Shofar is just under 6 months and we have begun some field work by getting her on birds. So far so good! What I haven't done yet is teach her proper manners when walking on a short leash; I haven't wanted to overshadow her instinct to follow her nose and roam a bit. Am I worrying about the wrong thing? How do I do both? I have read many of the posts on loose leash walking and she does great in the house with treats. If I start outside, does that mean we have to be consistent and never let her on the long lead again? It's not that important to me to look beautiful when we are walking in the neighborhood I guess, but I do want her to have a bit more manners. Pic is of her working hard lol


----------



## texasred (Jan 29, 2012)

I really don't make them walk at heel very often. As long as they are not trying to drag me around the neighborhood, I'm fine.
Even if you teach your pup the heel position, it does not mean you always have to walk them at heel. You can give them a command to release them, and let them sniff, and check things out as you walk.


----------



## LMP (Oct 25, 2020)

I’ve heard it said that it is about balance. Don’t do 100% of either.
Ours is off leash the majority of the time on his walks, but I may have him walk at heel on leash or off leash past people, bikes or until we get to the point in the trail where he can run. I have found it hasn’t capped his range, but I did wait until about 8 months to start really teaching heel outside of the house. And I don’t do it for really long durations yet. For ours, “heel” (not a focused heel) is easier than just “walk on a loose leash”.


----------



## Gabica (Jan 20, 2018)

aren`t they just the sweetest when they are asleep lol.

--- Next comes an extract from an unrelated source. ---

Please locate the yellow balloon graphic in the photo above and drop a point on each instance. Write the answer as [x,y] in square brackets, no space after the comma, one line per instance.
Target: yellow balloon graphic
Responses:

i understand your concern and given the young age i would be teaching to heel and loose leash walking in a very different environment from where we hunt. later on then you can transition it to the field as well, once she is a bit more mature.


----------



## gunnr (Aug 14, 2009)

Gabica said:


> aren`t they just the sweetest when they are asleep lol.
> 
> i understand your concern and given the young age* i would be teaching to heel and loose leash walking in a very different environment from where we hunt.* later on then you can transition it to the field as well, once she is a bit more mature.


TrumpetBlast

It can be a fine line, but the portion of Gabica's sentence I highlighted will serve you very well.
In the field, I rarely put Finn at the heel on a leash. I never really have with any of my dogs. The exception is when I get within 75-100 yards from the parking area. Only because of cars and trucks.
Put your girl on a 30' checkcord with no knots, or leash handle in the field, and let her go. Work her back and forth, in and out, but more or less let her dictate the pace and movement. You just set the general direction.
I love her little superhero chest blaze.


----------



## redbirddog (Apr 23, 2010)

The Importance of Mastering the Art of the Walk


The below section is from Cesar Millan. This gave me a idea of how walking Chloe and Bailey on leash for long distances helps them. In hi...




redbirddog.blogspot.com





Heeling is good for the "pack" leadership role you play as the hunter. Always to the left and head just behind your knees. This will not mess with the hunt instinct. What you don't want to teach is "sit."
Have a pointer always stand next to you when you stop and stay still.

My .02.

Enjoy,
RBD


----------



## Dan_A (Jan 19, 2021)

I’m in the balance crowd too. Heel sometimes but mostly “free” loose leash explore “be a dog mode”. Then in the woods , harness 50ft no-knot lead drag mode doing her thing yet aware of me ready for recall when necessary . Hoping to start her hunt training this weekend, refrained from teaching sit.


----------